Coexpression of invasive markers (uPA, CD44) and multiple drug-resistance proteins (MDR1, MRP2) is correlated with epithelial ovarian cancer progression

Abstract

Background: Invasion and metastases of cancer cells and the development of resistance to anticancer therapies are the main causes of treatment failure and mortality in cancer patients.

Methods: We evaluated invasive markers of urokinase plasminogen activator (uPA) and CD44 and multiple drug-resistance (MDR) markers of MDR1 and MRP2 in four epithelial ovarian cancer (EOC) cell lines, primary tumours (n=120) and matched metastatic lesions (n=40) by immunofluoresence labelling. We correlated uPA and CD44 with MDR markers in primary and metastatic cells using confocal microscope. We also investigated the relationship of the expression of uPA, CD44 and MDR1 with various progression parameters.
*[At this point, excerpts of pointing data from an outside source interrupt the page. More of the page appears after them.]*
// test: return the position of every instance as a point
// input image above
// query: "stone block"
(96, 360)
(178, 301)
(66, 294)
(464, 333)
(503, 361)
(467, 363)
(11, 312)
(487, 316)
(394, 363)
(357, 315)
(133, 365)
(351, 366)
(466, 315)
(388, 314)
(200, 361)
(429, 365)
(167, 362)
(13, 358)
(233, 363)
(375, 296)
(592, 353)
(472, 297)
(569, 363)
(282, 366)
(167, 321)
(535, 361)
Results: The coexpression of uPA and CD44 with MDR markers was found in primary and metastatic cells. The overexpression of uPA, CD44 and MDR1 was found in most primary and matched metastatic lesions of EOC, and was significantly associated with tumour stage, grade, residual disease status, relapse and presence of ascites (P<0.05), but not with histology type (P>0.05).

Conclusions: Our results suggest that the overexpression of uPA, CD44 and MRD1 is correlated with EOC progression; both uPA and CD44 are related with drug resistance during EOC metastasis and could be useful therapeutically.

Figure 1

Coimmunolabelling of uPA, CD44, MDR1 and MRP2 in EOC. Representative confocal images of uPA and MDR1 (red; Alexa-594), and CD44 and MRP2 (green; Alexa-488) expression in EOC primary and metastatic cell lines are shown. Merged images, and red and green channels are shown separately. (A) uPA expression; (B) CD44 expression; (C) MDR1 expression; (D) MRP2 expression; (E) Colocalisation of uPA with CD44; (F) Colocalisation of uPA with MRP2; (G) Colocalisation of CD44 with MDR1. Magnification: A–G × 400.

Figure 2

Coimmunolabelling of uPA, CD44, MDR1 and MRP2 in EOC. Representative confocal images of uPA and MRP2 (green; Alexa-488), and CD44 and MDR1 (red; Alexa-594) expression in EOC primary and metastatic cell lines are shown. Merged images, and red and green channels are shown separately. (A) uPA expression; (B) CD44 expression; (C) MDR1 expression; (D) MRP2 expression; (E) Colocalisation of uPA with MDR1; (F) Colocalisation of CD44 with MRP2; (G) IgG-negative control. Magnification: A–G × 400.

Figure 3

Immunofluoresence staining for uPA, CD44 and MDR1 in primary and metastatic EOCs. Representative images from different patients. Representative confocal images of uPA and CD44 (green; Alexa-488) and MDR1 (red; Alexa-594) expression in EOC primary and metastatic EOC tissues are shown. Low levels of uPA, CD44 and MDR1 are shown in primary EOC tissues (A–C), respectively. Medium levels of uPA, CD44 and MDR1 are shown in primary EOC tissues (D–F), respectively. High levels of uPA, CD44 and MDR1 are shown in metastatic EOC tissues (G–I), respectively. uPA immunolabelling is homogeneous and is generally seen on epithelial and stromal cells. Magnification: A–I × 400.

Figure 4

Coimmunolabelling of uPA, CD44 and MDR1 in EOC tissues. Representative confocal images of uPA (red; Alexa-594 or green; Alexa-488), CD44 (green; Alexa-488) and MDR1 (red; Alexa-594) expression in EOC primary tumours and matched metastatic lesions are shown. Merged images and red and green channels are shown separately. (A) Colocalisation of uPA with CD44 in primary EOC tissues; (B) Colocalisation of uPA with CD44 in metastatic EOC tissues; (C) Colocalisation of uPA with MDR1 in primary EOC tissues; (D) Colocalisation of uPA with MDR1 in metastatic EOC tissues; (E) Colocalisation of CD44 with MDR1 in primary EOC tissues; (F) Colocalisation of CD44 with MDR1 in metastatic EOC tissues. uPA immunolabelling is homogeneous and is generally seen on epithelial and stromal cells. Magnification: A–F × 400.